Annalee Newitz - Wired News
December 01, 2006

Sci-Tech If you enhance your workout with the new Nike+ iPod Sport Kit, you may be making yourself a surveillance target.

A report from four University of Washington researchers to be released Thursday reveals that security flaws in the new RFID-powered device from Nike and Apple make it easy for tech-savvy stalkers, thieves and corporations to track your movements. With just a few hundred dollars and a little know-how, someone could even plot your running routes on a Google map without your knowledge.

The Nike+ iPod gives runners real-time updates about the speed and length of their workouts via a small RFID device that fits into the soles of Nike shoes, and broadcasts workout data to a small receiver plugged into an iPod Nano.

While this setup sounds convenient and cool, it didn't sit well with Scott Saponas, a computer science graduate student at the University of Washington in Seattle. After enjoying his Nike+ iPod for a few months, Saponas began to suspect there might be other, more nefarious uses for the gear.

He brought his concerns to University of Washington computer science professor Yoshi Kohno and fellow graduate students Carl Hartung and Jonathan Lester. After just a few weeks of tinkering, the four researchers discovered that the Nike+ iPod is, as Kohno put it, "an easy surveillance device."

The first problem is that the RFID in the shoe sensor contains its own on-board power source, essentially turning your running shoe into a small radio station capable of being received from up to 60 feet away, with a signal powerful enough to be picked up from a passing car.

Compare this with the roughly 3-centimeter to 10-inch read range of a typical consumer-grade RFID, such as the kind you find in smart tags in Gap clothing or in credit cards, which is passively powered by the reader.

Additionally, the sensor will reveal its unique ID to any Nike+ iPod receiver. With a quick hardware hack that Kohno said "any high school student could do in the garage," the researchers hooked a Nike+ iPod receiver up to a Linux-based "gumstix" -- a tiny, $79 computer that could easily be hidden in door frames, in trees next to jogging trails or in a pocket.

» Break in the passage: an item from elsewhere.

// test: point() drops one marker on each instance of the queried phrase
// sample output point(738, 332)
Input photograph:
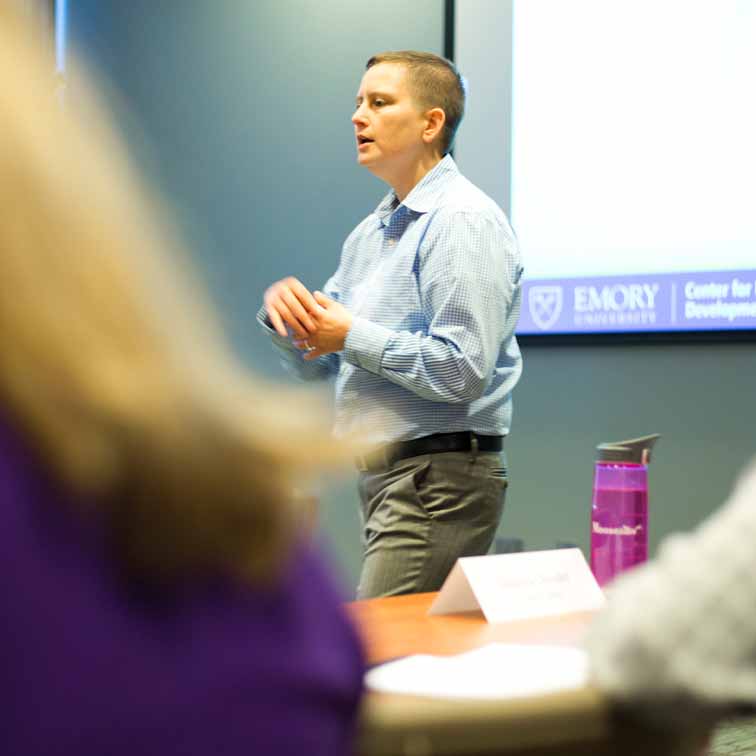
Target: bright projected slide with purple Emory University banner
point(634, 164)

In their report, the researchers detail a scenario in which a stalker who wants to know when his ex-girlfriend is at home taps into her Nike+ iPod system. He simply hides the gumstix device next to her door, and it registers her presence as she passes by in her Nike shoes. If he adds a small "wifistix" antenna to the device, it can transmit this information to any nearby Wi-Fi access point and alert him to her presence via SMS or by plotting her location on Google Maps.

A thief could use a similar set-up to case several houses at once, figuring out when Nike-wearing owners are at home and when they aren't.